Professional accountants offer many services to clients. There comes a time in every business when the services of a professional accountant are required. This need can arise at various points: at the planning stage in a new business venture; when tax returns for the business or the owner need to be prepared; when a potential or current lender requires a financial statement; or, when you might need to replace your present accountant. For some, you may need a professional accountant for assistance in your own personal tax planning or retirement planning. Although there are several varied reasons, it is important to understand the work performed by professional accountants.
Professional accountants refer to the work they perform for a specific client as an engagement and it is helpful for users of financial statements to understand the differences between an audit and other accounting engagements.
There are three different engagements associated with the financial statements of a business:
- Audit Engagements
- Review Engagements
- Compilation Engagements
The objective on an audit engagement is to enable independent professional public accountants to render an opinion on the fairness of the client’s financial statements.
Audited financial statements are the accepted means which many business corporations report to shareholders, to bankers, to creditors and to government. Federal and provincial legislation in Canada generally requires a limited company (corporations) to prepare annual financial statements for audit by qualified independent auditors.
The financial statements subject to audit are the responsibility of the company’s management. The auditors’ responsibility is to express an opinion on those financial statements. The auditors must plan the audit to obtain reasonable assurance that the financial statements are free of material misstatement. Through the study and evaluation of the company’s system of internal control, and by inspection of documents, observation of assets, making enquires within and outside the company, and by other generally accepted auditing procedures, the auditors will gather evidence necessary to determine whether the financial statements present a fair picture of the company’s financial position and its activity during the period being audited.
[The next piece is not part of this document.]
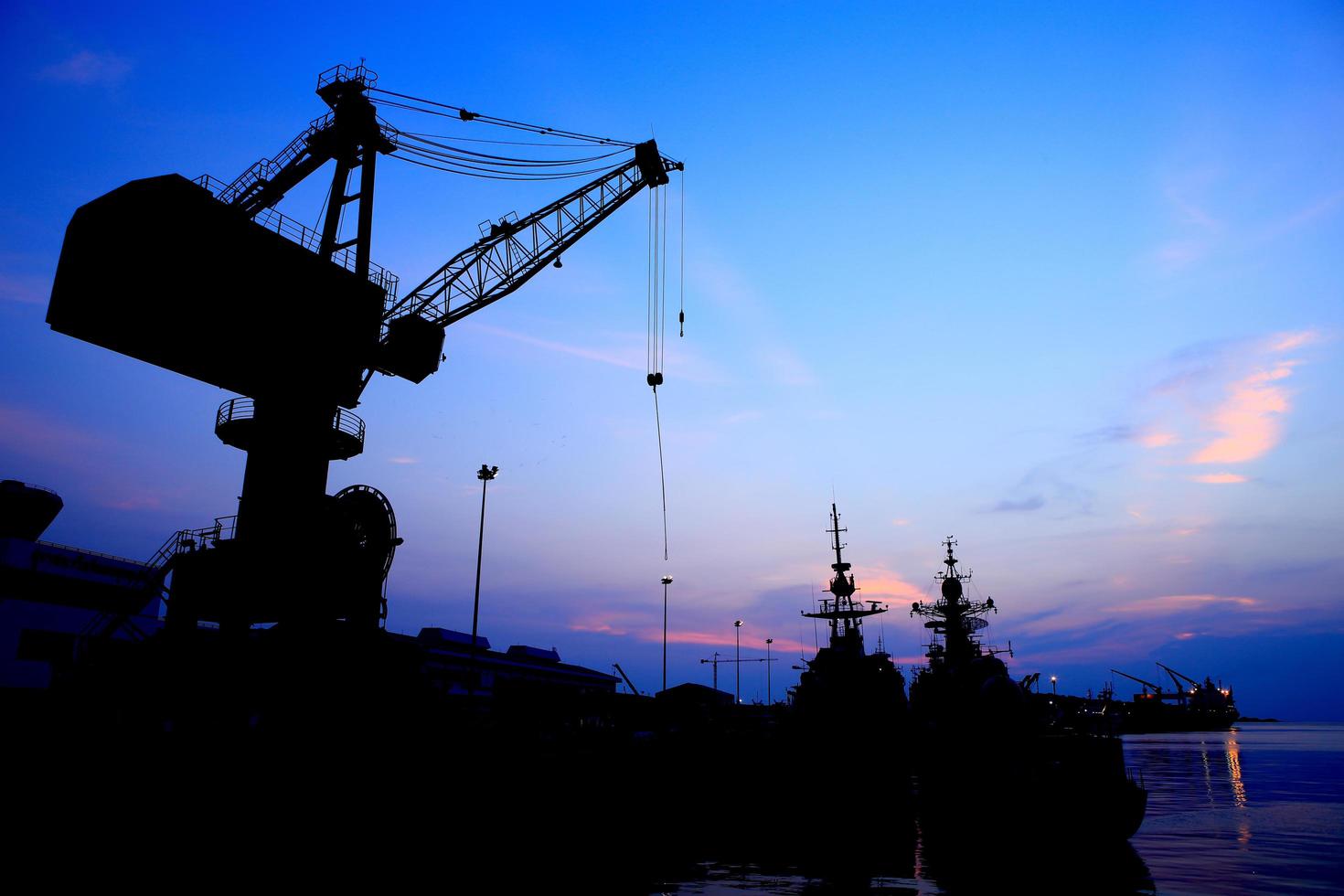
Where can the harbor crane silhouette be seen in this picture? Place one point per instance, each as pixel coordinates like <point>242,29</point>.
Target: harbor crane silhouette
<point>208,280</point>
The objective of a review engagement is to prepare and review financial statements to ascertain whether they are plausible, that is, worthy of belief. If, after reviewing the financial statements the accountants are satisfied that the financial statements are not misleading, the accountants’ standard report will preface the financial statements.
Where an audit is not required or the shareholders have waived the appointment of an auditor, financial statements may be prepared on a review basis. Reviews provide limited assurance that the financial information confirms to generally accepted accounting principles.
In performing a review the accountants would must be independent from the clients and have sufficient knowledge of the industry which the business operates. They would acquire sufficient knowledge of the client’s business to make intelligent enquiry and assessment of the information obtained, with the limited objective of determining the plausibility of the information reported on. The review should entail enquiries, analytical procedures and discussion with responsible client officials.
This degree of assurance is less than that resulting from an audit and is expressed as either:
- The negative assurance that nothing has come to the accountants’ attention that would indicate the financial information is not presented in accordance with generally accepted accounting principles, or
- A reservation together with appropriate disclosure and explanation of the reservation.
The objective of a compilation engagement is to compile unaudited financial information into financial statements, schedules or reports based on information supplied by the client.
A compilation engagement is appropriate only where the client and other users do not need financial information that conforms in all respects to generally accepted accounting principles and audit or review assurance is not required, and where the client understands that the statements may not be appropriate for general purpose use.
The procedures performed are not designed to enable CGAs to provide any assurance on the reliability of the compiled information. To warn readers of this lack of assurance, CGAs attach a “Notice To Reader” that states that no review was performed on the information (as above) and that the information may not be appropriate for use by the reader. If CGAs know, or have reason to believe financial statements or misleading or incorrect, CGAs must not associate with this information. A compilation may be applicable where financial statements are prepared for the exclusive use of the company’s management or for income tax purposes.